Senate debates

Tuesday, 7 February 2006

Questions without Notice

Trade Skills Training Visa

2:35 pm

Photo of Brett MasonBrett Mason (Queensland, Liberal Party) Share this | | Hansard source

My question is to the Minister for Immigration and Multicultural Affairs, Senator Vanstone. There have been some claims that the approval of Golden West’s sponsorship applications for new trade skills training visas is a letdown for rural Queenslanders. Minister, will you inform the Senate of the benefits that the new trade skills training visas will provide to Queensland?

Photo of Amanda VanstoneAmanda Vanstone (SA, Liberal Party, Minister for Immigration and Multicultural Affairs) Share this | | Hansard source

I thank Senator Mason for his question. Being a Queensland senator, of course, he maintains a strong interest in things that happen right across the state, not just in the city of Brisbane. This issue of the trade skills training visa is very relevant to rural electorates around Australia. It has two key purposes. The first is to provide skills to businesses that need particular skills that they cannot get in Australia and to communities that need those skills. So the first thing this visa does is bring people in that are happy to do the work that a community and a business needs done.
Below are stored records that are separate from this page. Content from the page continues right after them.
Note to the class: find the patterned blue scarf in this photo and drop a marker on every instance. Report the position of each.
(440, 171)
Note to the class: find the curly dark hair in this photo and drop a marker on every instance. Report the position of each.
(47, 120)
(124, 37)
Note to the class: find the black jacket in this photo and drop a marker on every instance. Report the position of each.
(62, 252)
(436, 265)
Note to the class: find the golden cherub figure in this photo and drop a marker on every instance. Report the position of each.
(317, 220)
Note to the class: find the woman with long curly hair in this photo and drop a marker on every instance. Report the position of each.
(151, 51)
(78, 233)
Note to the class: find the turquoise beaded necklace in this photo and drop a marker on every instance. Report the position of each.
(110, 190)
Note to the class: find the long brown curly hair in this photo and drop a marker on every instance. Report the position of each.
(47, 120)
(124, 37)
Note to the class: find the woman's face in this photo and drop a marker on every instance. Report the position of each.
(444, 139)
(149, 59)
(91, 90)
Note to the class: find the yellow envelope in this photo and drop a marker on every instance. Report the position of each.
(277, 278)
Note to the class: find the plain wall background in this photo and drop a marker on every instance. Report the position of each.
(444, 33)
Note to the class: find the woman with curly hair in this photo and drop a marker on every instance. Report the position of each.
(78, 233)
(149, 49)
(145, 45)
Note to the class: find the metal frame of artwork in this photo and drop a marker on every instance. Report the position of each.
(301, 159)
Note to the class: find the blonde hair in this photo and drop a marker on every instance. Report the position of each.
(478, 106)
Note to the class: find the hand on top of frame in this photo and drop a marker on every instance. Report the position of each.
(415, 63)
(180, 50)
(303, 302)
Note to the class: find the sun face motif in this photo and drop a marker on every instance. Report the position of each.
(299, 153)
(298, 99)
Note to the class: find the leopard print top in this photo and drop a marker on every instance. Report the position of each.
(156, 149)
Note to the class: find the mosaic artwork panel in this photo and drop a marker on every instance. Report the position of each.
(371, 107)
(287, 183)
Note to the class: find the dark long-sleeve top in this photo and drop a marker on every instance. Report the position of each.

The second thing that is addressed by this visa is that in some rural or remote areas where an apprenticeship is made up partly of full-time, on-the-job training and partly of training in a course or training institution, classroom based learning, there may not be enough students for a course to be run. The consequence of not having enough students for a course to be run is that a young Australian cannot do the apprenticeship. So the government has introduced a trade skills training visa. In order to get this visa the employer would have to show that they could not get an appropriate Australian to do the job.

Why should we stand in the way of businesses and communities that need skills when there are not enough people locally to fill the course? Why should we not allow companies to have people who come in from overseas to do that course? We have a sponsor in Roma in Queensland on behalf of a number of employers that cannot fill all their apprenticeship positions. Golden West Employment Solutions’ application was approved late last year. I am told they currently employ 413 local trade apprentices. This is not a company that is seeking to undermine Australian employment. Quite the opposite; it is seeking to build Australian employment and to build Australian training. I am told there are 188 vacancies waiting to be filled.

No suitable Australian will miss out on an apprenticeship position because of an overseas apprentice as before they can fill the vacancy an approved regional certifying body, which might be a state or territory government agency or a local government body, has to in fact certify that no Australian apprentice can be found to fill that vacancy. We have a situation where no Australian apprentice can be found so either the business does not grow and the community does not get those services or we bring someone from overseas, and that is what we are doing. The regional certifying bodies can of course ask for evidence of that, and I am sure they will.

This is the point: this government is reforming the immigration system to make it something that brings in the people Australia needs. The opposition understand the need for overseas students in universities and yet they will not let that happen in the trades area. That shows how unprincipled their opposition is. If it is okay to bring in overseas students for universities, why is it not okay for kids who want to do trade training to do that in Australia? When you can answer that question, you will see how fickle and two-faced your particular position is.